Economic System Cover

4 Examples of Economic System

It doesn’t matter what aspect of life we consider, a planned system is essential for efficiency. When it comes to the economy, different economists in the past have theorized different systems. While each one brings a unique approach to the community, these do so with downsides as well. It should also be noted that each system was developed in response to a failing system in a community.

What is an Economic System?

A system by which organizations, governments, and firms are able to recognize economic patterns and make plans accordingly to allocate resources and commodities to different sectors is called an economic system. It comprises production, distribution, workforce, resources, and businesses. As the demand for a certain product or service is increased, it sends a signal to all aspects of the business to increase the output and supply. An economic system regulates how the demand for such goods and services is met. Some systems would raise taxes to suppress the demand, while others may give incentives to increase production.

Examples of Economic System

1. Traditional Economy

Economic System Cover
An Inuit tribe member fishing in a frozen lake

As the name suggests, this is the most basic form of the economy because it relies on customs and traditions. In a traditional economy, the government is not involved whatsoever, meaning individuals are the regulating factors of the economy of a community or in a specific region. Traditional economy is mostly present in isolated rural areas or among tribal communities, therefore, the absence of advanced technology, investments, and other modern laws is common. As for trading, the barter system is the only means of conducting business because of the lack of a fixed currency. Unlike other modern economies, subsistence is the driving force in a traditional economy. Another thing that sets apart this economy is that the newer generations follow their elders. For instance, if someone is born into a family of farmers, they will end up farming with the same procedures used by their parents and grandparents. Two positive aspects of this economy are that it binds the community together strongly and it produces minimal waste. Although the traditional economy is dying in the modern world, some places have kept the tradition alive, like Inuit people from the northern regions of Canada, Greenland, and Alaska. They believe in keeping their heritage alive, to them taking what’s needed from the land is the way of living. Despite great distances between the mentioned countries, each Inuit tribe sees other Inuits as cousins.

2. Command Economic System (Socialism)

Command Economic System North Korea
Kim Jong-un waving to his military and public

When a nation is entirely controlled by a single entity, usually by the government or an individual, and the public is commanded to do what is required, it is considered a command economic system or socialism. In such a system, private businesses and the free market are non-existent. Therefore, each aspect of the economy is controlled by the state, meaning methods of production, the amount of production, the value of a product, and the supply of products are strictly regulated by the state. This means it is entirely up to the state if they wish to produce computers for the public or to invest the same resources into constructing a new park, depending on what is best for the society. Similar to producing what is necessary for the country, the workforce can be allocated depending on the requirement. Some positive aspects of socialism are that it can quickly change economic direction, there is no room for uncertainty because the public is made aware of the plans, and lastly, public services, such as education and healthcare, are mostly free. As for the downsides of this system, the workforce can become unmotivated quickly because of a lack of individual decision-making, and day-to-day problems are not targeted by it. In today’s world, North Korea is the prime example of a command economic system.

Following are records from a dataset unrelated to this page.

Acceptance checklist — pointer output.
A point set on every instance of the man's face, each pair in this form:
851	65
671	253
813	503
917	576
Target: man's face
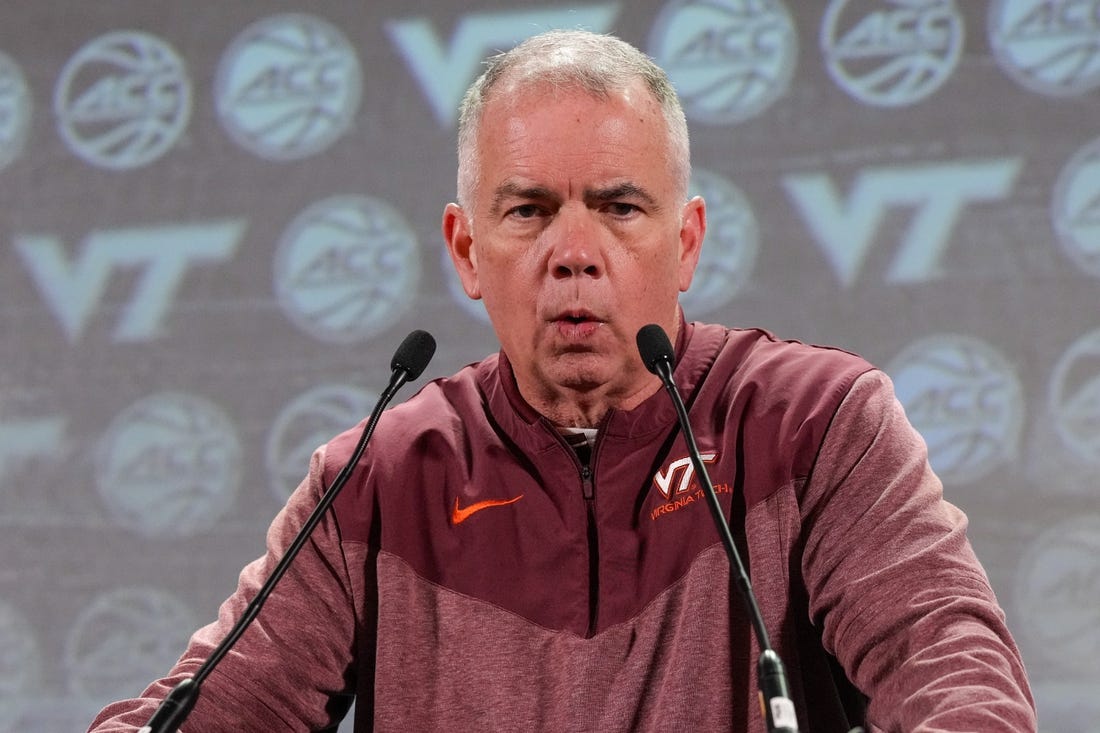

3. Market Economic System (Capitalism)

Market Economic System Google-compressed
Googleplex in California

The most widely used economic system in the world is the market economic system or capitalism. In this form of the economic system, a free market is encouraged, which means that government doesn’t interfere in the aspects of production, distribution, and competition of private firms. The only interference from the government is to devise rules that protect businesses in case of failure such as bankruptcy. Moreover, this allows individuals to establish businesses based on their unique idea, and since making profits is the driving force behind the market economic system, each business tries to do its best. Some huge advantages of this system are that people can regulate the value of products and services in the market, consumers are free to choose one product over the other, it promotes creativity, and it provides solutions to daily problems. However, there are some downsides to this system as well. Necessities such as healthcare and education can be expensive, it carries a huge risk of business failure, and services that don’t make profits are rarely introduced. Interestingly, no country truly follows a market economic system. With that said, the United States is perhaps the best example of the market economic system, with its openness to new businesses and innovations. Thanks to such an approach, we have companies like Apple, Microsoft, and Google.

4. Mixed Economy

UK Capitalist
A woman walking in the rain in front of the parliament

As one can expect from the name, it is a type of economic system in which both the market and command economic systems are used, i.e., both the government and individuals are involved. In a mixed economy, the government has some industries or certain parts of the economy like production under its control. Moreover, the government is also actively involved in the mixed economy, which can lead to companies feeling restrictive. Additionally, companies, especially the ones known for innovation, can hit a mark, where they no longer get motivated to innovate because of the interventions. While the intervention of the government may seem a little too much, too little involvement can lead to malpractices by businesses. Despite the downsides, the mixed economy also offers advantages, such as individual freedom and the government making sure that the economy is advancing. Interestingly, it is one of the most popular forms of the economic system. For instance, the United Kingdom uses a mixed economy, as private businesses are free to operate, while the sectors like healthcare are controlled by the state.